Akin to compound 4m, compound 10b was also docked at the same binding pockets having Cys205 and Gly238 amino acid residues (Figure 4). The result showed the formation of two hydrogen bonds: (1) between the NH of Cys205 and the O of the oxadiazole ring (O···H-NH-Cys205), having 2.145 Å bond distance; (2) between the NH of Cys205 and the N of the oxadiazole ring (N···H-NH-Cys205) with 2.614 Å bond length.

The docking results revealed that the hydrogen bonding may be responsible for biological activity, which may be further increase upon adding more electronegative substitutions. The correlation between the dock score and the experimental activity is shown graphically in Figure 5, which shows a linear correlation between the dock score and biological activity.
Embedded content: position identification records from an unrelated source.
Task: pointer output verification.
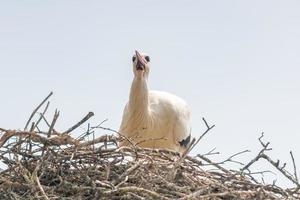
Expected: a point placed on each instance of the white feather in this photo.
(154, 119)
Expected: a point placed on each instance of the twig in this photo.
(36, 109)
(294, 165)
(88, 116)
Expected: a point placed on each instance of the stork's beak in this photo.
(141, 63)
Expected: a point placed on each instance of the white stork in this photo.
(154, 119)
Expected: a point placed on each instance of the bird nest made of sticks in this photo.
(56, 165)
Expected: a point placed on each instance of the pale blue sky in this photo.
(235, 62)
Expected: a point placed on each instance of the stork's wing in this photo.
(182, 130)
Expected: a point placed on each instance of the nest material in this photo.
(53, 165)
(39, 168)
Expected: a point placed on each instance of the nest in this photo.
(53, 165)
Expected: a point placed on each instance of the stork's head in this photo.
(140, 64)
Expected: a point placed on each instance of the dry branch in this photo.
(57, 165)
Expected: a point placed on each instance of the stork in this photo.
(154, 119)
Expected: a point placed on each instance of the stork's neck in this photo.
(138, 99)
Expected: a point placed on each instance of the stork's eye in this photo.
(147, 58)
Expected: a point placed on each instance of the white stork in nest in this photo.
(154, 119)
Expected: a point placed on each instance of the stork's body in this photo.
(154, 119)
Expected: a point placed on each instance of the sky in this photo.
(236, 63)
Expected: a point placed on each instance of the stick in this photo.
(36, 109)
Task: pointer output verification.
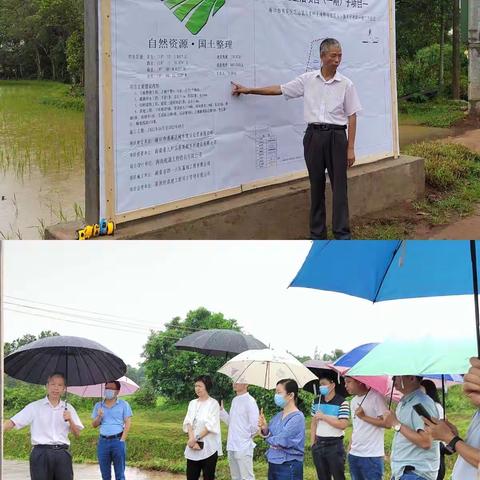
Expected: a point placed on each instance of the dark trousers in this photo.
(441, 470)
(365, 468)
(329, 458)
(327, 149)
(208, 466)
(111, 451)
(292, 470)
(50, 464)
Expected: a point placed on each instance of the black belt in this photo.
(326, 126)
(110, 437)
(60, 446)
(328, 440)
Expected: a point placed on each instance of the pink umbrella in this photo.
(382, 383)
(127, 387)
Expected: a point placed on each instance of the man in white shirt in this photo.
(50, 420)
(468, 461)
(330, 104)
(366, 452)
(242, 424)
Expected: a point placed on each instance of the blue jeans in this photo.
(111, 451)
(365, 468)
(411, 476)
(292, 470)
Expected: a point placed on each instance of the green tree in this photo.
(171, 372)
(333, 355)
(136, 374)
(10, 347)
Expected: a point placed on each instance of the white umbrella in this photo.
(127, 387)
(265, 368)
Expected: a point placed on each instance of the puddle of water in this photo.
(19, 470)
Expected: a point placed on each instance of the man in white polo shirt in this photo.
(330, 104)
(242, 424)
(50, 423)
(366, 452)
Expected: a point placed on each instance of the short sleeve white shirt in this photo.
(367, 439)
(201, 415)
(324, 101)
(47, 426)
(242, 424)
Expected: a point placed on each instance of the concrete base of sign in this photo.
(275, 212)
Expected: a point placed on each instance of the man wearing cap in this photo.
(113, 416)
(50, 420)
(330, 104)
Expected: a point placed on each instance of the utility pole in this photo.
(474, 57)
(456, 50)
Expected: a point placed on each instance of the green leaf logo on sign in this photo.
(195, 12)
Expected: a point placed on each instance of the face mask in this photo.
(110, 394)
(324, 390)
(280, 400)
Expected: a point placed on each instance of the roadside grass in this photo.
(452, 184)
(438, 113)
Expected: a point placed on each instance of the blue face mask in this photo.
(324, 390)
(280, 400)
(110, 394)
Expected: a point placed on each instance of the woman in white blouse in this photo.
(202, 423)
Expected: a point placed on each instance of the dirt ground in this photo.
(467, 134)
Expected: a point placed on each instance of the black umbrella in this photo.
(219, 342)
(322, 369)
(81, 361)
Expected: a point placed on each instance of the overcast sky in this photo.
(131, 287)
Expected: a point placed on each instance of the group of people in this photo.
(419, 442)
(51, 420)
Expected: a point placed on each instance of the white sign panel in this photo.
(178, 132)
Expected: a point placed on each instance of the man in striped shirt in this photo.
(330, 418)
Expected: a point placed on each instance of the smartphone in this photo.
(420, 409)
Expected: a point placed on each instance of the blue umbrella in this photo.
(390, 270)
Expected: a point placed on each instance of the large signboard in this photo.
(171, 134)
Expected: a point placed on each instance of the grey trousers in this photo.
(241, 465)
(327, 149)
(50, 464)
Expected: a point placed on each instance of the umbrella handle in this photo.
(66, 378)
(391, 393)
(368, 391)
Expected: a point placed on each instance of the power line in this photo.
(129, 321)
(92, 323)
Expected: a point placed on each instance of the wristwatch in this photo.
(453, 442)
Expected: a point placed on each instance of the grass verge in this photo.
(452, 183)
(439, 113)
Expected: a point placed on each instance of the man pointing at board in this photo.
(330, 105)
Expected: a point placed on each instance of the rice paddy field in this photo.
(41, 157)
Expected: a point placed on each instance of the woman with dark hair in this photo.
(202, 423)
(431, 390)
(285, 434)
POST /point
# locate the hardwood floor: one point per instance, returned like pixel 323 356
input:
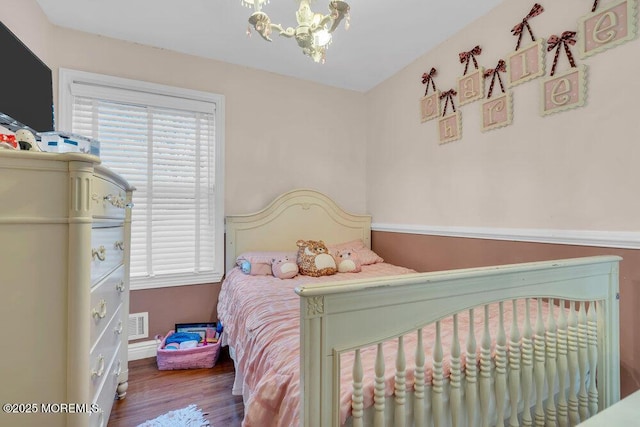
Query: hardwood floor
pixel 152 393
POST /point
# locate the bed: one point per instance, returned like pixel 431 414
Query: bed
pixel 389 346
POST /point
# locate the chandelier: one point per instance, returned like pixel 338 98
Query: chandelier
pixel 313 33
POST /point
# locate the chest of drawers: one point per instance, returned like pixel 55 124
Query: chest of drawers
pixel 64 275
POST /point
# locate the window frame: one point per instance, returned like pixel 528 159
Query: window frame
pixel 63 120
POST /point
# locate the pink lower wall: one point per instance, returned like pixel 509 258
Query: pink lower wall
pixel 433 253
pixel 180 304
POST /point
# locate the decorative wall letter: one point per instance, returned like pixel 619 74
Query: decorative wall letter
pixel 564 91
pixel 470 87
pixel 568 89
pixel 449 127
pixel 496 112
pixel 607 28
pixel 429 104
pixel 526 64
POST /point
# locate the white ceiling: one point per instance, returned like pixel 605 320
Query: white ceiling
pixel 384 36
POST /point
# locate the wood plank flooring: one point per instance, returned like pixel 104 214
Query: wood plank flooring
pixel 152 393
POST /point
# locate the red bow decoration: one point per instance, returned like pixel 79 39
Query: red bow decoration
pixel 518 30
pixel 567 38
pixel 449 95
pixel 464 57
pixel 426 78
pixel 493 72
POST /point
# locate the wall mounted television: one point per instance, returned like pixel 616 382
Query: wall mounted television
pixel 27 91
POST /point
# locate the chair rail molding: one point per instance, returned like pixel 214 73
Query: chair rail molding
pixel 608 239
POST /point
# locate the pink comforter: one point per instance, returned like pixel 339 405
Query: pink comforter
pixel 261 317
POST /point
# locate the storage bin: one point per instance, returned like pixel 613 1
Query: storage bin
pixel 205 356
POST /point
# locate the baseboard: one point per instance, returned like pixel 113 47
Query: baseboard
pixel 143 349
pixel 608 239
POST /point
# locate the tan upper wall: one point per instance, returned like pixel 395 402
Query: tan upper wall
pixel 572 170
pixel 280 132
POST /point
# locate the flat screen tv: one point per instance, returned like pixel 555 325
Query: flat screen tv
pixel 27 92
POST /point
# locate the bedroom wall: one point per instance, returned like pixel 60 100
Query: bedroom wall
pixel 570 173
pixel 281 133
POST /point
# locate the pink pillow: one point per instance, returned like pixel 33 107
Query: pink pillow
pixel 258 263
pixel 285 268
pixel 366 255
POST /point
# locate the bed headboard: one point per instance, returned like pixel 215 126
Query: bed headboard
pixel 298 214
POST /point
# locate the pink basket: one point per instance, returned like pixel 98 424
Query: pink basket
pixel 188 358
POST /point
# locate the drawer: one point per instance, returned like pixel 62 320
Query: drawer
pixel 107 251
pixel 103 352
pixel 106 297
pixel 106 394
pixel 107 199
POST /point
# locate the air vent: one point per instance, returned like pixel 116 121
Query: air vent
pixel 138 326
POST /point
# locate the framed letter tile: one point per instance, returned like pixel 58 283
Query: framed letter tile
pixel 610 26
pixel 564 91
pixel 526 63
pixel 430 106
pixel 497 112
pixel 471 86
pixel 450 127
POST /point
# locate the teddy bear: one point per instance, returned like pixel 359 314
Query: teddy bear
pixel 284 268
pixel 314 259
pixel 348 261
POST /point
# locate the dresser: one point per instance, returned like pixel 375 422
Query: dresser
pixel 64 276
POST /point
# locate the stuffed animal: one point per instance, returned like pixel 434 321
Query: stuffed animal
pixel 348 261
pixel 314 259
pixel 284 268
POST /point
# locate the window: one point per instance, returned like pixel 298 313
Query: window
pixel 168 143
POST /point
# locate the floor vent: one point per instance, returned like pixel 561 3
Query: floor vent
pixel 138 326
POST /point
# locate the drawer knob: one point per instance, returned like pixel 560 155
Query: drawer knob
pixel 100 253
pixel 120 286
pixel 100 312
pixel 100 369
pixel 116 201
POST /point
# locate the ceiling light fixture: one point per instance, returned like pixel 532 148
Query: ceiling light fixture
pixel 313 32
The results of the QSAR analysis clearly show that upon increasing the polarity in terms of theionization potential (IP), dipole moment (DM) and polar surface area (PSA), biological activity will also be enhanced. The docking results also support the QSAR outcomes.

4. Conclusions

In conclusion, the current QSAR studies established a reliable QSAR model with high predictive ability with q² = 0.610, r² = 0.743 and low standard error (SE) = 0.130 and four principal components. The predicted value of the external test set (pred_r²) was also high (i.e., 0.553). The developed model was reliable, which indicated the importance of substitution in 1,2,4-oxadiazoles at their respective positions to improve anticancer activity. The positive contribution of ionization potential (IP), dipole moment (DM) and polar surface area (PSA) is conducive for biological activity, and further addition of these substitutions increases anticancer activity, while the negative contribution of the bromine count signifies the lower number of bromine encouraging the biological activities. The docking results explore the binding mode between the ligands and the receptor.